Open burning permits are required for any burning of brush, felled trees, limbs, logs, leaves and grass when the ground is not covered with snow.

The burning of construction material, painted or pressure treated lumber, tires, commercial or business waste, empty fertilizer packaging or empty pesticide containers, manure or livestock carcasses is not allowed.

Burn permits within the Bellevue Fire District are issued by the Bellevue Community Fire Department… call (269) 763-3262.


BURN BARRALS ARE  UNDESIRABLE  FOR THE FOLLOWING REASONS:

·  They create a smoke or odor nuisance.

·  Burn barrels do not provide good combustion.

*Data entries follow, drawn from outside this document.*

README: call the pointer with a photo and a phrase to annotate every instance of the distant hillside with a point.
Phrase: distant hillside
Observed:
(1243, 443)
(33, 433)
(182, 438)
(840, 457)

·  The smoke emitted consists of a number of chemicals that can be irritating or even harmful. Chemicals commonly detected in burn barrel smoke include dioxins, benzene, styrene, formaldehyde, furans, PCBs, lead, mercury, and arsenic.

·  Burning plastics can be especially problematic, with PVC plastic in particular contributing to high emissions of dioxin.

·  Dioxin is a persistent, bio-accumulative toxin, which means it isn't broken down into safer chemicals, and it is concentrated in the food chain.

·  As dioxin in burn barrel smoke drifts away to eventually settle on nearby fields, it can be eaten by cows where it is concentrated in their fat. Some is then excreted with the milk while the rest remains in the animal's fat. When humans consume dairy products and meat they end up with the long-lived dioxin in their own bodies.

·  The US EPA considers burn barrels a major source of dioxin. They also consider that current dioxin levels in Americans, due to consumption of dairy and meat, are high enough to add a significant cancer risk, as well as other serious health risks.